Rough plan:
A) See the spot in Geneva where MWS wrote the novel.
B) See the spot in Rome where Percy is buried.
C) Learn to make pasta and hunt truffles during culinary tour of Abruzzo, Italy.
D) Think real hard about Act Two of The Romancers, our musical.
Granted, item C is a bit off-topic. I do think it's in the spirit of the Shelleys to trek off into wilder, older Italy with a bunch of strangers and learn how to harvest saffron and whatnot. It will certainly improve my vocabulary. New Dramatists' Executive Director Joel Ruark says I am allowed to have a good time and learn to cook as long as I get material out of it for future plays and fulfill the "New Frontier" subtitle of the Lippman Family Award that made this trip possible.* So, going truffle-hunting in Abruzzo counts, even if there's no literary footnote.** In fact, it might count better than looking at old places where dead people once were, since a lot of those old places have since been turned into suburbs.
Playwriting is pretty weird a lot of the time, and then every once in a while there's a gorgeous moment when it does feel like the movies and you go "oh, that's why I'm here." This month's one of those months.
*Lippman Family "New Frontier" Award. Created as a memorial to the late John Lippmann, a much-loved and respected New Dramatists board member, the Lippmann Family "New Frontier" Award seeks to assist playwrights in opening up new frontiers of the imagination, through travel and adventure.

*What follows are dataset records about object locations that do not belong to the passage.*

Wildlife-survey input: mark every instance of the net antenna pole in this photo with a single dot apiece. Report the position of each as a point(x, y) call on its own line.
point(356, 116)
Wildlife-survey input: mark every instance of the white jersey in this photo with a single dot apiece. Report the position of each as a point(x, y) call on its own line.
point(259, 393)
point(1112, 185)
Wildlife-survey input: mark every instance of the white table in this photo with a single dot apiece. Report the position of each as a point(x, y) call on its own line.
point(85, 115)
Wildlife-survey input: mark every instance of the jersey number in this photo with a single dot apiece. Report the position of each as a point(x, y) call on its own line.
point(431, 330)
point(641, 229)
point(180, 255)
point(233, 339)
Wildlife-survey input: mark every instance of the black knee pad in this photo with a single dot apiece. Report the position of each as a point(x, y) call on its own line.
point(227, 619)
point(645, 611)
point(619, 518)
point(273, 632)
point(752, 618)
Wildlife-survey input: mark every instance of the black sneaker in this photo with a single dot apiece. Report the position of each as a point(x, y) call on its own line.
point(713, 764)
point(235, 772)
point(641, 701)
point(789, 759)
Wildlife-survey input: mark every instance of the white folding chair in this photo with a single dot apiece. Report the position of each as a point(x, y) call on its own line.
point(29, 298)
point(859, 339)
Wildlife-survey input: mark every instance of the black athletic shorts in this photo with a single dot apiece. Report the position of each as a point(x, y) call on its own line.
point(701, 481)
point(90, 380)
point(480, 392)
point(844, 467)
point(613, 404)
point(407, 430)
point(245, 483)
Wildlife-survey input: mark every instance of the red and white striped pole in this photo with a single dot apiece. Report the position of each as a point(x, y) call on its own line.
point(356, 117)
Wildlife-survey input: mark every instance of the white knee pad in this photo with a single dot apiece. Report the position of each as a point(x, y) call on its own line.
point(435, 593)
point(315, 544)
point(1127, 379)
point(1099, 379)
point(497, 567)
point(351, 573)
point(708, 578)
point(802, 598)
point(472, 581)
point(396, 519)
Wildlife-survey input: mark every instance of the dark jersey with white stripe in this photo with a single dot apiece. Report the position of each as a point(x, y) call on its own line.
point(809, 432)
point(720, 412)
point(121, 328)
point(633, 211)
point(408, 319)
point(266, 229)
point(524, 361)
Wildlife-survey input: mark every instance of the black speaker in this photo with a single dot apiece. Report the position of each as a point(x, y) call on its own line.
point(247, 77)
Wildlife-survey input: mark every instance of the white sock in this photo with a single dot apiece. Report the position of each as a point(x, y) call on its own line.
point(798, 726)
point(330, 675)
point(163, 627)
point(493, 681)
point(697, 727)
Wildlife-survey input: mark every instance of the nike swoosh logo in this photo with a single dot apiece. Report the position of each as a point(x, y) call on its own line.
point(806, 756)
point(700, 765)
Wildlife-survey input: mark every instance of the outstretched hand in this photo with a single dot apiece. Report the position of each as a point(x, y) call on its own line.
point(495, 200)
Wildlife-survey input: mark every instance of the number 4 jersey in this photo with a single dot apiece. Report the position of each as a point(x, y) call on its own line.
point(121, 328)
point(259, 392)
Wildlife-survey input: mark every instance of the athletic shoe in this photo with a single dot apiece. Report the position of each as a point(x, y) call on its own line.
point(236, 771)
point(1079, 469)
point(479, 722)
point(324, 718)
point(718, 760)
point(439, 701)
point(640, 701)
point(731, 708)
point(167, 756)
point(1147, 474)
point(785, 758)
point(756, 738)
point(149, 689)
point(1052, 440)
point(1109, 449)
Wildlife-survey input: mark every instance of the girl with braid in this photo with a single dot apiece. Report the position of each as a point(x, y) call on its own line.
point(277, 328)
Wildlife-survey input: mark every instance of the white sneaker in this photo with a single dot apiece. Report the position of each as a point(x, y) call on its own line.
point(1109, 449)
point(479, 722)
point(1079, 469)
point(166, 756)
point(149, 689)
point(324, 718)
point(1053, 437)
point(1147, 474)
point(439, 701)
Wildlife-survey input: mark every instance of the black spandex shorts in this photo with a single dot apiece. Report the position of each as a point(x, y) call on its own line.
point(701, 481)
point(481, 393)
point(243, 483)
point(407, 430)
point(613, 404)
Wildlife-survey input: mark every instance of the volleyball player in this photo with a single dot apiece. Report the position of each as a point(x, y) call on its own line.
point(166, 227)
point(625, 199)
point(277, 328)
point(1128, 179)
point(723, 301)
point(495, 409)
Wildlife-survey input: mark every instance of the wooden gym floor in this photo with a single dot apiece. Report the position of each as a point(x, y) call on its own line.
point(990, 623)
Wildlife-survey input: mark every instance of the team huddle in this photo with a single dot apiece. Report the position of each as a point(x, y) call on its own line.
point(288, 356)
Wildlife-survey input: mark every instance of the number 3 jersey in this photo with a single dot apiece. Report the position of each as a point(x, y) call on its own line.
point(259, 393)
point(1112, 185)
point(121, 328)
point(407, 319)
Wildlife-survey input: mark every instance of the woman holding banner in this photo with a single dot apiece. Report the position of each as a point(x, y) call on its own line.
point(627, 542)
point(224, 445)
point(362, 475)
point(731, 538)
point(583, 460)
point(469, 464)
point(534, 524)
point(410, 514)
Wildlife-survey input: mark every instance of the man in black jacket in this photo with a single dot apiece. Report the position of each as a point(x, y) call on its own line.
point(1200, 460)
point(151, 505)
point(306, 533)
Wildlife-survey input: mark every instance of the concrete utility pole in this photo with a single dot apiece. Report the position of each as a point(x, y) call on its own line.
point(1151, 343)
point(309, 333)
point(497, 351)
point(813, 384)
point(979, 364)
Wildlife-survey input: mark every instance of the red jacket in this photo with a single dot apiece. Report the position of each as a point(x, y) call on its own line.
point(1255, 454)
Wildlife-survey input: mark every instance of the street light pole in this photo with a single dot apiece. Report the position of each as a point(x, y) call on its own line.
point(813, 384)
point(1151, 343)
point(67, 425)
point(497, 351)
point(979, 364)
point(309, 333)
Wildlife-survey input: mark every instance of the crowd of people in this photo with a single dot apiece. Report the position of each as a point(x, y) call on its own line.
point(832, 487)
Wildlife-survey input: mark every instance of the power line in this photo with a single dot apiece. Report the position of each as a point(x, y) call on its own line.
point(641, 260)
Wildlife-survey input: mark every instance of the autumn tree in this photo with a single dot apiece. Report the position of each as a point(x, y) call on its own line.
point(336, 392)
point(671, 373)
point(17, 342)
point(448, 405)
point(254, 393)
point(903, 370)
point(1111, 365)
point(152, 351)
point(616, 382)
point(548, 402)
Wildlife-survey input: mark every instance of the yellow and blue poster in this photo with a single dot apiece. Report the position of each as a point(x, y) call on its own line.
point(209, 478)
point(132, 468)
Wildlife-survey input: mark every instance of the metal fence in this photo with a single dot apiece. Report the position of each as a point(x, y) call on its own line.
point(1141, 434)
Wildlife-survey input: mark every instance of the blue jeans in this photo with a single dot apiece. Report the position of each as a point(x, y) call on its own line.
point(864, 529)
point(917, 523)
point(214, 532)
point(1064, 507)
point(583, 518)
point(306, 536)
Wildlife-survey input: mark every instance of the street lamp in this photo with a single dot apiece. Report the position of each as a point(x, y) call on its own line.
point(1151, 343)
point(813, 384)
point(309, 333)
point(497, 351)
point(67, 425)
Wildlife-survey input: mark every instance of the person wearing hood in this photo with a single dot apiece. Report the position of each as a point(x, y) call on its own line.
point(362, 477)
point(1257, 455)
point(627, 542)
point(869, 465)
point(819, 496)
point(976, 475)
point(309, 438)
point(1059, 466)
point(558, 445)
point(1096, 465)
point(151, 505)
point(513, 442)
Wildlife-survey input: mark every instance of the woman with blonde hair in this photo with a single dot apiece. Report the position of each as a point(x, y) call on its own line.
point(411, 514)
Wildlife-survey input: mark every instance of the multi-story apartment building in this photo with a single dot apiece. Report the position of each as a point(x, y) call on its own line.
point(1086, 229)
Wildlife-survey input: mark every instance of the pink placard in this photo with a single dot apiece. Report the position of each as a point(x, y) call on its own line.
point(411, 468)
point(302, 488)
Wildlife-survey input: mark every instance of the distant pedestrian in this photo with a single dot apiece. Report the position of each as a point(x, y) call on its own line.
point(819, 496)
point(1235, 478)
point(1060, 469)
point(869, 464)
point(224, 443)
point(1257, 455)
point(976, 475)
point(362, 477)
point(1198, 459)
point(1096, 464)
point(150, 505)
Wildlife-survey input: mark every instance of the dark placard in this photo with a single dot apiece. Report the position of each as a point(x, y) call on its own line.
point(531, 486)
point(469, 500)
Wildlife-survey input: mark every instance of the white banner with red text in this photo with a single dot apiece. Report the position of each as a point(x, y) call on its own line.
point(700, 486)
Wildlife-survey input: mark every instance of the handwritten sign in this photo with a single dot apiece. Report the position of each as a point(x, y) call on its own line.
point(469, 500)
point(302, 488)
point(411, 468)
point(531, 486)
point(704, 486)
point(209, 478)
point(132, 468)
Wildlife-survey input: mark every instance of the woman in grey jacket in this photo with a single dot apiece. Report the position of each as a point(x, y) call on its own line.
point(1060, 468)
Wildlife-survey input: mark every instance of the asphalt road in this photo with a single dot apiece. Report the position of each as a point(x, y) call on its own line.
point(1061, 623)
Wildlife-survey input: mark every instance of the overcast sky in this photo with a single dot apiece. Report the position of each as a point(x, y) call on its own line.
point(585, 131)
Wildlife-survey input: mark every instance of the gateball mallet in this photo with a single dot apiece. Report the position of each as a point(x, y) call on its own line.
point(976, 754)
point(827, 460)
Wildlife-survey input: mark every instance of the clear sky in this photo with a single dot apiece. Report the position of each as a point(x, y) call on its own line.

**Well except there is one footnote. The last stop on the culinary tour is Sulmona, birthplace of Ovid, for a honey-tasting and lunch. Thusly, Ovid:
My soul would sing of metamorphoses.
But since, o gods, you were the source of these
bodies becoming other bodies, breathe
your breath into my book of changes: may
the song I sing be seamless as its way
weaves from the world's beginning to our day.